But my teeth are getting brushed more often than not. And I'm reading more often. And I'm trying to take the breaths when I wake up in the morning (after I hit snooze...for you know...an HOUR!)
The one I'm faithfully doing is my line a day journal. I really love it. If nothing else I spend 2 mins each day reflecting on how things went. For the most part the memories that come up quickly, the words I want to put in that tiny space, are good. Which I think really says something about my life and how much I need to CHILL THE F OUT. Although we all know I've never been good at that.
In that same vein - I finally scheduled a counseling appointment. It's good because I feel the anxiety creeping around me these days. It really seems to come up with the whole not sleeping and having a million things on the to-do list situation. And there are some things that I need some coaching on. And really don't we all feel better when we can just vent to a confidential neutral source?!

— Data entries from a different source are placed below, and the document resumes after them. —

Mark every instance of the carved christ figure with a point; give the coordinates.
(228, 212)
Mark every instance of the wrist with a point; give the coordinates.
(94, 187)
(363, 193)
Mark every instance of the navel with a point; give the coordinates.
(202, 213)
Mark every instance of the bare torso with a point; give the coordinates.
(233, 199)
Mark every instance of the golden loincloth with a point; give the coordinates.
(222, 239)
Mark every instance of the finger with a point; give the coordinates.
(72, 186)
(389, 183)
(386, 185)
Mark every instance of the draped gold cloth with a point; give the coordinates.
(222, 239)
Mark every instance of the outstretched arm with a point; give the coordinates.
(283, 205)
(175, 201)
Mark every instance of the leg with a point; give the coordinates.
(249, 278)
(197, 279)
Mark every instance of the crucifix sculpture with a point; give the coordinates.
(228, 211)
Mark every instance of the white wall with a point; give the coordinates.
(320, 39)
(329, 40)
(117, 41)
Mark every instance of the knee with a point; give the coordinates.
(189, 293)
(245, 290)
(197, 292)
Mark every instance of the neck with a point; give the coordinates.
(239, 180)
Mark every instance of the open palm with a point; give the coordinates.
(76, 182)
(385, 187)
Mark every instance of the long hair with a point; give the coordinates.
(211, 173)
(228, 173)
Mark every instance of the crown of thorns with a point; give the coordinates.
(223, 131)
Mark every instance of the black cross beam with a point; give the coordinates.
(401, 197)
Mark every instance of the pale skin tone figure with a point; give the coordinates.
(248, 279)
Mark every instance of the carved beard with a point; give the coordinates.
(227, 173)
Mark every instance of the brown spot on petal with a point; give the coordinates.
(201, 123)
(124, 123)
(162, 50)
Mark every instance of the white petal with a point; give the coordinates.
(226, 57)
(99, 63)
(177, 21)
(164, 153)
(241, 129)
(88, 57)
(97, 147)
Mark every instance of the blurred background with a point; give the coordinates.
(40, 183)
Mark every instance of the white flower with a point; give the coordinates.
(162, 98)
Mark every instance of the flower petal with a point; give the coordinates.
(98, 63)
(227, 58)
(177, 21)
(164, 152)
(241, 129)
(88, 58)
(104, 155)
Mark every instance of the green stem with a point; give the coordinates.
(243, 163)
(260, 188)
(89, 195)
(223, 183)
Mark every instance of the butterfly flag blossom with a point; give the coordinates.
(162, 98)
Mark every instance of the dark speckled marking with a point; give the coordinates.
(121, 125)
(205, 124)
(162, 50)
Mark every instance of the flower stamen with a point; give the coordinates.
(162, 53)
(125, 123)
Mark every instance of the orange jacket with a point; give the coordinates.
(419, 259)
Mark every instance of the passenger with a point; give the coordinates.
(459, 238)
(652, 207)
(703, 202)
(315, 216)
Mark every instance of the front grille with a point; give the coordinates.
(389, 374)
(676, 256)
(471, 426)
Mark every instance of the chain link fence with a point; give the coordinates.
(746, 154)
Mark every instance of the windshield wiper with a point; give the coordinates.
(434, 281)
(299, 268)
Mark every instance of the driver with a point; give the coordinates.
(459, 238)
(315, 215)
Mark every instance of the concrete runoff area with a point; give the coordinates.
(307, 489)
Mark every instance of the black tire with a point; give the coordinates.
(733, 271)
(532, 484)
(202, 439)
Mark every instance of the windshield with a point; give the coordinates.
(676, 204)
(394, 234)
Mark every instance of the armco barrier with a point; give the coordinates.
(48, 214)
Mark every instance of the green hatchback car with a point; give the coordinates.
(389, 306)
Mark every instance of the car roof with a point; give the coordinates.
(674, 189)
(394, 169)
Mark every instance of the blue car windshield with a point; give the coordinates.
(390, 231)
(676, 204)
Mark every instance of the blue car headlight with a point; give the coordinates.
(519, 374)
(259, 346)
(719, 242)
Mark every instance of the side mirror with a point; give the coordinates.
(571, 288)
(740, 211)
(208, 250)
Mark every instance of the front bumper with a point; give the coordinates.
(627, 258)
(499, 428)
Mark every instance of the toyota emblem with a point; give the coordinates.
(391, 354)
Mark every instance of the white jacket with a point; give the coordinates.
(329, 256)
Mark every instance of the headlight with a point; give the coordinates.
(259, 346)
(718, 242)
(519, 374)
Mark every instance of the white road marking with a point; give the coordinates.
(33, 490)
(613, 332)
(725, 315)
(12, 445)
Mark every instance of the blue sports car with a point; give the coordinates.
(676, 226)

On a completely different note, baby boy turned 9mos the other day! He is a joy. They both are really. His big sister is full of sass and laughs and personality. She is essentially over the potty training hump (praise the lord). And we're looking into preschool for the fall (boo hoo - where did my baby go?!)
My house is a mess and I can't get anything done on time. But we're (mostly) happy, (mostly) clean, and (mostly) fed...so I guess I can't complain too much.